Ofwat's announcement yesterday of a new pricing structure for the industry follows rising hostility to the apparently remorseless increase in bills and the perception that price caps set after privatisation in 1990 were generous.

The perception of an industry awash with profits has been strengthened both by the rapid hike in salaries - company chairman are now paid between pounds 136,000 and pounds 338,000, compared with pounds 40,000 to pounds 58,000 five years ago - and six-figure pay-offs to departing executives.

John Bellak, chairman and chief executive of Severn Trent, received pounds 512,000 in compensation and pension contributions when his contract was terminated this year. Bob Thian, chief executive of North West Water, received pounds 674,000 when he left the company recently.

The price and profit increases have been strongly criticised in recent weeks by the Consumers' Association and the National Consumer Council (NCC). According to the NCC, domestic customers of the 10 major water companies have paid an extra pounds 2.9bn in higher bills, pounds 2bn more than if the bills had increased in line with inflation.

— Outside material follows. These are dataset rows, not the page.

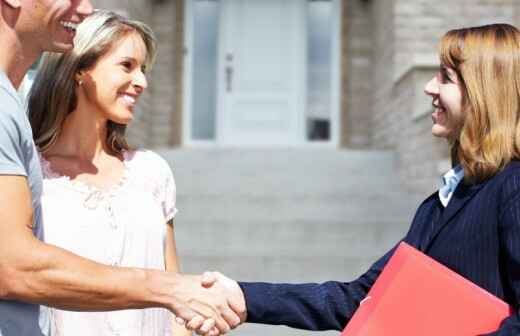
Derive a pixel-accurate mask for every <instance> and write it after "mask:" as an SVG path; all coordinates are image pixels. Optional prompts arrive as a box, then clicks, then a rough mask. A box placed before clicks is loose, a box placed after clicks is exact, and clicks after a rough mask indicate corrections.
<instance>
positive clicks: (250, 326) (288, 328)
mask: <svg viewBox="0 0 520 336" xmlns="http://www.w3.org/2000/svg"><path fill="white" fill-rule="evenodd" d="M229 335H233V336H338V335H339V332H338V331H307V330H298V329H291V328H288V327H285V326H268V325H261V324H252V323H247V324H244V325H242V326H240V327H239V328H238V329H235V330H232V331H231V332H230V333H229Z"/></svg>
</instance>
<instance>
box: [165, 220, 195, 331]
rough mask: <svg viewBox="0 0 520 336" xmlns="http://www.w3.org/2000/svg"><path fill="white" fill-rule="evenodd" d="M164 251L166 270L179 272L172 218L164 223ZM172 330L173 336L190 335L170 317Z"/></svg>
mask: <svg viewBox="0 0 520 336" xmlns="http://www.w3.org/2000/svg"><path fill="white" fill-rule="evenodd" d="M165 245H166V246H165V251H164V264H165V266H166V271H167V272H179V259H178V257H177V247H176V245H175V232H174V225H173V219H171V220H169V221H168V223H167V225H166V244H165ZM172 332H173V335H174V336H191V331H189V330H188V329H186V328H185V327H184V326H181V325H179V324H178V323H177V322H175V319H172Z"/></svg>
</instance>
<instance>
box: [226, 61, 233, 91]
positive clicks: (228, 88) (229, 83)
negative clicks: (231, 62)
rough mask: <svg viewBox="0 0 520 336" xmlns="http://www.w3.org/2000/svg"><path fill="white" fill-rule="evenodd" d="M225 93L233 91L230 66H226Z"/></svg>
mask: <svg viewBox="0 0 520 336" xmlns="http://www.w3.org/2000/svg"><path fill="white" fill-rule="evenodd" d="M226 91H227V92H231V91H233V67H232V66H231V65H228V66H226Z"/></svg>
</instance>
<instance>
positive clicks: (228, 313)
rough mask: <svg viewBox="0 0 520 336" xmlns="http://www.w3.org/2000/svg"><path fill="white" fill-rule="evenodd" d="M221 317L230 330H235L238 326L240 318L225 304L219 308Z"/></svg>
mask: <svg viewBox="0 0 520 336" xmlns="http://www.w3.org/2000/svg"><path fill="white" fill-rule="evenodd" d="M220 312H221V314H222V317H223V318H224V320H225V321H226V322H227V324H228V325H229V326H230V327H231V328H233V329H234V328H236V327H238V326H239V325H240V323H241V321H240V316H238V315H237V314H236V313H235V312H234V311H233V310H232V309H231V308H230V307H229V306H228V305H227V304H226V305H225V306H222V307H220Z"/></svg>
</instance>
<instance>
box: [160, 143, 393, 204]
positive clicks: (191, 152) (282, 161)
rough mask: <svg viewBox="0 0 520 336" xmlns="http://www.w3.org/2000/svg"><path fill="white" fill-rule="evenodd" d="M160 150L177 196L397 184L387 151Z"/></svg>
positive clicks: (302, 190) (376, 185)
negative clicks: (166, 164)
mask: <svg viewBox="0 0 520 336" xmlns="http://www.w3.org/2000/svg"><path fill="white" fill-rule="evenodd" d="M161 154H162V155H163V156H164V157H165V158H167V160H168V161H169V162H170V164H171V166H172V167H173V170H174V174H175V176H176V180H177V184H178V192H179V194H183V193H186V194H191V193H195V194H206V193H210V194H222V193H225V192H233V193H238V194H269V193H273V192H274V193H282V194H286V193H288V194H290V193H300V194H301V193H307V194H309V193H317V192H325V193H339V192H343V193H359V192H362V191H363V190H364V189H377V187H378V186H379V188H382V187H385V186H398V183H397V182H398V181H397V179H395V178H392V177H393V173H394V169H393V156H392V155H390V154H388V153H387V152H376V153H361V152H354V153H350V152H349V151H338V150H327V151H326V153H323V151H317V150H314V151H313V150H306V151H301V150H300V151H295V152H293V151H276V150H271V151H252V152H249V151H242V150H240V151H239V150H237V151H233V150H228V151H226V150H214V151H207V150H206V151H204V150H191V151H190V150H178V151H165V152H161ZM374 187H375V188H374ZM384 189H389V188H384Z"/></svg>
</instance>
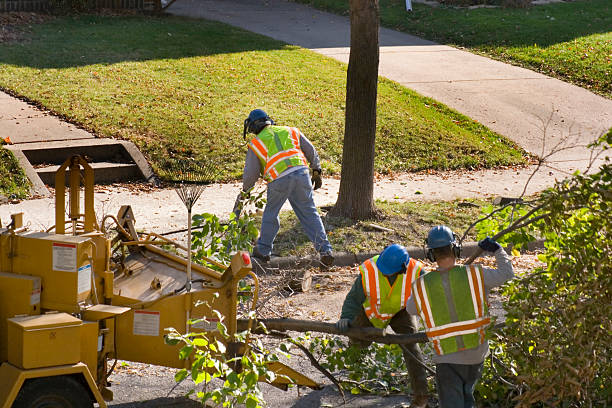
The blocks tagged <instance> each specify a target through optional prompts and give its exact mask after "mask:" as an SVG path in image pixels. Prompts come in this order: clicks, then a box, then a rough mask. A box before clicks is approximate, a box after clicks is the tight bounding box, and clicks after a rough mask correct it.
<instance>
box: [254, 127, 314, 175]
mask: <svg viewBox="0 0 612 408" xmlns="http://www.w3.org/2000/svg"><path fill="white" fill-rule="evenodd" d="M249 148H250V149H251V150H252V151H253V152H254V153H255V154H256V155H257V157H258V158H259V161H260V162H261V168H262V169H263V171H262V173H263V177H264V179H265V180H266V181H274V180H276V178H278V176H279V175H280V174H281V173H282V172H283V171H285V170H287V169H288V168H290V167H294V166H301V165H304V166H308V161H307V160H306V157H305V156H304V153H303V152H302V149H301V148H300V131H299V129H297V128H293V127H288V126H266V127H265V128H264V129H263V130H262V131H261V132H259V134H258V135H257V136H256V137H254V138H253V139H252V140H251V142H250V143H249Z"/></svg>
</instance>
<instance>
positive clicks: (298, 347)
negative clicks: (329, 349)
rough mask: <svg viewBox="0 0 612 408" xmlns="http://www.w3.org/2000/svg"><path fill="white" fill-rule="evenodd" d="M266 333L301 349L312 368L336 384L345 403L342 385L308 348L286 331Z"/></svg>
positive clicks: (337, 387)
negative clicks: (313, 354)
mask: <svg viewBox="0 0 612 408" xmlns="http://www.w3.org/2000/svg"><path fill="white" fill-rule="evenodd" d="M268 334H270V335H271V336H276V337H281V338H284V339H289V341H290V342H291V344H293V345H295V346H296V347H298V348H299V349H300V350H302V352H303V353H304V354H305V355H306V357H308V360H310V364H312V365H313V366H314V368H316V369H317V370H319V371H320V372H321V373H323V375H324V376H326V377H327V378H328V379H329V380H330V381H331V382H332V383H333V384H334V385H335V386H336V388H338V392H339V393H340V395H342V400H343V401H344V403H345V404H346V397H345V396H344V390H343V389H342V385H341V384H340V382H339V381H338V380H337V379H336V377H334V375H333V374H332V373H330V372H329V371H328V370H327V369H326V368H325V367H323V366H322V365H321V364H319V361H317V359H316V358H315V356H313V355H312V353H311V352H310V350H308V349H307V348H306V347H305V346H304V345H303V344H301V343H299V342H298V341H295V340H294V339H293V338H291V336H289V335H288V334H286V333H281V332H277V331H273V332H269V333H268Z"/></svg>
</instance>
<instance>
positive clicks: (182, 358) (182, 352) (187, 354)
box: [179, 345, 193, 360]
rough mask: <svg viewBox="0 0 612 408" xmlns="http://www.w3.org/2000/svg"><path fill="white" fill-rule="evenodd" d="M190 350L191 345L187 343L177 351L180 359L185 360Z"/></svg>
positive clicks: (192, 346) (190, 354)
mask: <svg viewBox="0 0 612 408" xmlns="http://www.w3.org/2000/svg"><path fill="white" fill-rule="evenodd" d="M192 352H193V346H190V345H187V346H185V347H183V348H182V349H181V350H180V351H179V358H180V359H181V360H185V359H187V358H188V357H189V356H190V355H191V353H192Z"/></svg>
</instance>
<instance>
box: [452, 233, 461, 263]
mask: <svg viewBox="0 0 612 408" xmlns="http://www.w3.org/2000/svg"><path fill="white" fill-rule="evenodd" d="M453 238H454V240H455V242H453V255H455V258H460V257H461V243H460V242H459V239H458V238H457V234H454V233H453Z"/></svg>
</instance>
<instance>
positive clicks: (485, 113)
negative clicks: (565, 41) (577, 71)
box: [168, 0, 612, 172]
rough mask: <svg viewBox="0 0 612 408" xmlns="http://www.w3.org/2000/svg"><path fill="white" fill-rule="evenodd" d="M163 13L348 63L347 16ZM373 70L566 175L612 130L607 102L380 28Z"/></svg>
mask: <svg viewBox="0 0 612 408" xmlns="http://www.w3.org/2000/svg"><path fill="white" fill-rule="evenodd" d="M168 11H169V12H170V13H171V14H175V15H180V16H187V17H193V18H206V19H209V20H218V21H221V22H224V23H227V24H231V25H234V26H237V27H241V28H244V29H246V30H249V31H253V32H256V33H259V34H263V35H266V36H269V37H272V38H275V39H277V40H281V41H284V42H287V43H289V44H295V45H299V46H301V47H305V48H309V49H311V50H313V51H315V52H318V53H321V54H323V55H326V56H329V57H331V58H335V59H337V60H339V61H342V62H348V58H349V52H350V48H349V45H350V23H349V19H348V17H344V16H338V15H335V14H330V13H325V12H322V11H318V10H314V9H312V8H310V7H307V6H304V5H302V4H297V3H292V2H290V1H286V0H224V1H215V0H180V1H177V2H176V3H174V4H173V5H172V6H171V7H170V8H169V9H168ZM379 73H380V75H382V76H384V77H386V78H389V79H391V80H393V81H396V82H398V83H400V84H402V85H404V86H406V87H408V88H410V89H413V90H415V91H417V92H419V93H421V94H422V95H425V96H429V97H432V98H434V99H436V100H438V101H440V102H443V103H445V104H446V105H448V106H450V107H451V108H453V109H455V110H457V111H459V112H461V113H463V114H465V115H466V116H469V117H471V118H473V119H476V120H478V121H479V122H481V123H483V124H484V125H486V126H487V127H489V128H490V129H492V130H494V131H496V132H498V133H500V134H502V135H504V136H506V137H507V138H509V139H511V140H513V141H515V142H516V143H517V144H518V145H520V146H521V147H523V148H524V149H526V150H527V151H529V152H531V153H534V154H536V155H540V156H546V155H547V154H548V153H550V152H551V150H558V149H559V148H560V147H562V148H563V149H562V150H561V151H560V152H559V153H557V154H555V155H553V156H552V157H550V158H549V162H550V164H551V166H552V167H555V168H559V169H562V170H564V171H567V172H571V171H573V170H575V169H577V168H578V169H579V168H584V166H585V163H586V162H587V161H588V159H589V152H588V150H587V149H586V148H585V146H586V145H587V144H588V143H590V142H592V141H593V140H595V139H596V138H597V137H598V136H600V135H601V134H602V133H603V132H604V131H605V130H607V129H610V128H611V127H612V100H609V99H606V98H603V97H601V96H598V95H595V94H593V93H591V92H589V91H587V90H585V89H583V88H580V87H578V86H574V85H571V84H568V83H565V82H563V81H560V80H557V79H554V78H550V77H547V76H545V75H542V74H539V73H536V72H533V71H530V70H527V69H524V68H519V67H516V66H512V65H509V64H505V63H502V62H499V61H494V60H491V59H489V58H485V57H481V56H478V55H475V54H471V53H469V52H466V51H461V50H459V49H456V48H452V47H448V46H445V45H439V44H436V43H434V42H431V41H427V40H423V39H420V38H418V37H415V36H412V35H408V34H404V33H400V32H398V31H394V30H389V29H385V28H382V29H381V30H380V65H379Z"/></svg>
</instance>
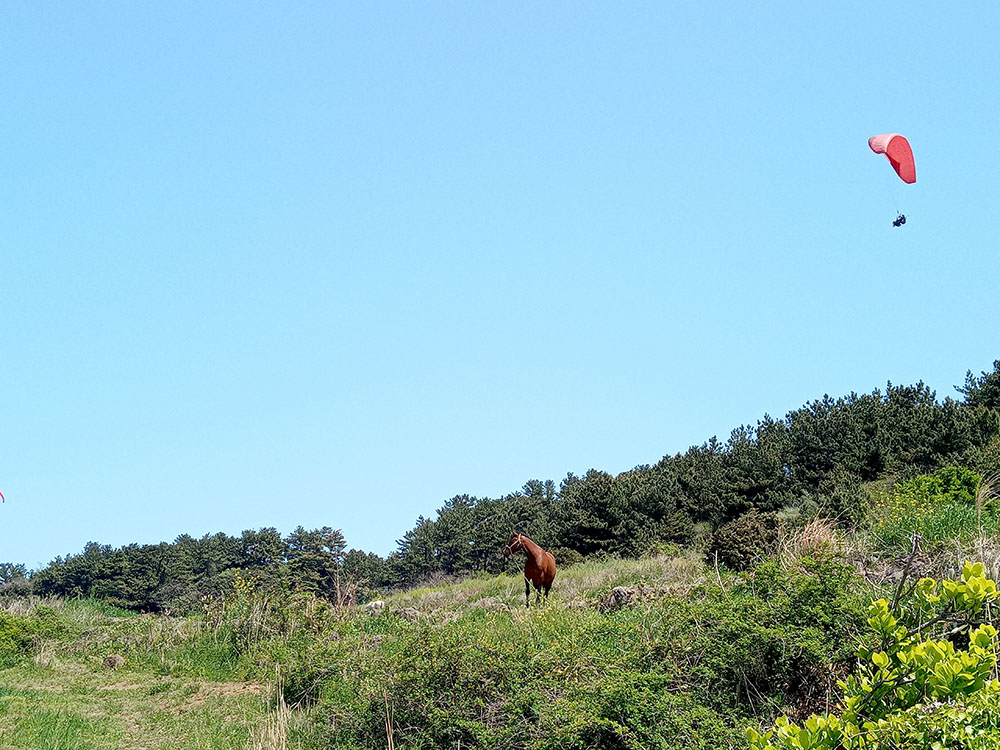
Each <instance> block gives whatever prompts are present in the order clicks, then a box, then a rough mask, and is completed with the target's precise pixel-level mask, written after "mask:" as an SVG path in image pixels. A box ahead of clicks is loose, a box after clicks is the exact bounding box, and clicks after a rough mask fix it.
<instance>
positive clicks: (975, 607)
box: [747, 563, 1000, 750]
mask: <svg viewBox="0 0 1000 750" xmlns="http://www.w3.org/2000/svg"><path fill="white" fill-rule="evenodd" d="M910 591H911V593H910V594H909V595H908V597H907V600H906V601H904V602H902V603H899V604H898V605H897V602H896V601H893V602H892V603H890V602H889V601H887V600H885V599H878V600H876V601H874V602H872V604H871V606H870V607H869V611H868V614H869V617H868V624H869V625H870V627H871V629H872V631H873V634H874V636H875V638H874V642H875V643H876V644H877V645H874V646H873V647H871V648H867V647H862V648H860V649H859V650H858V669H857V672H856V673H855V674H854V675H852V676H850V677H848V678H847V679H846V680H844V681H841V682H840V687H841V689H842V690H843V699H842V701H841V704H840V707H839V708H840V711H839V712H838V713H825V714H820V715H814V716H812V717H810V718H809V719H808V720H806V721H805V722H804V723H802V724H801V725H800V724H795V723H793V722H790V721H788V720H787V719H785V718H781V719H779V720H778V721H777V722H776V726H775V728H774V729H771V730H768V731H766V732H763V733H761V732H759V731H758V730H757V729H756V728H752V727H751V728H749V729H748V730H747V739H748V742H749V745H750V748H751V750H855V749H857V750H860V749H861V748H867V749H868V750H918V749H921V750H922V749H925V748H934V749H935V750H939V749H943V748H945V747H948V748H965V749H966V750H972V749H975V750H986V749H987V748H991V749H992V748H996V747H1000V709H998V708H997V700H998V698H1000V683H998V682H997V680H996V679H995V678H994V676H993V675H994V673H995V669H996V664H997V630H996V629H995V628H994V627H993V626H992V625H990V624H988V623H984V622H983V618H984V617H988V616H989V604H990V602H992V601H995V600H996V599H997V598H998V596H1000V592H998V590H997V586H996V584H995V583H994V582H993V581H992V580H990V579H988V578H986V577H985V576H984V575H983V566H982V564H976V565H972V564H970V563H966V565H965V567H964V568H963V570H962V577H961V579H960V580H954V581H952V580H945V581H940V582H939V581H935V580H933V579H930V578H923V579H921V580H920V581H918V582H917V583H916V584H915V585H914V586H913V587H911V589H910ZM959 634H963V635H964V636H965V637H966V638H967V641H966V643H967V648H966V649H965V650H961V649H958V648H956V646H955V639H956V637H957V636H958V635H959ZM935 635H936V637H935Z"/></svg>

Lady Wilcox, the council's chairman, said the price controls put in place at privatisation were flawed. She added: 'We have been forced to conclude that consumers have paid too much towards the cost of investment in the industry, and the companies have received the lion's share of the benefits of privatisation.'

Average bills, according to the NCC, have gone up by 67 per cent but in some areas have doubled. Yet profits and dividends have gone up faster - profits by an average of 20 per cent a year and dividends to shareholders by 63 per cent a year.

Bills were expected to rise above the rate of inflation after privatisation because of a backlog of under- investment. The water industry claims high levels of investment since 1990 and says customers were not sufficiently prepared for necessary increases.

However, an analysis by the Consumers' Association found that bills had risen by three times the rate of inflation while water company profits had increased much faster than other utilities and had easily surpassed average Stock Exchange share increases.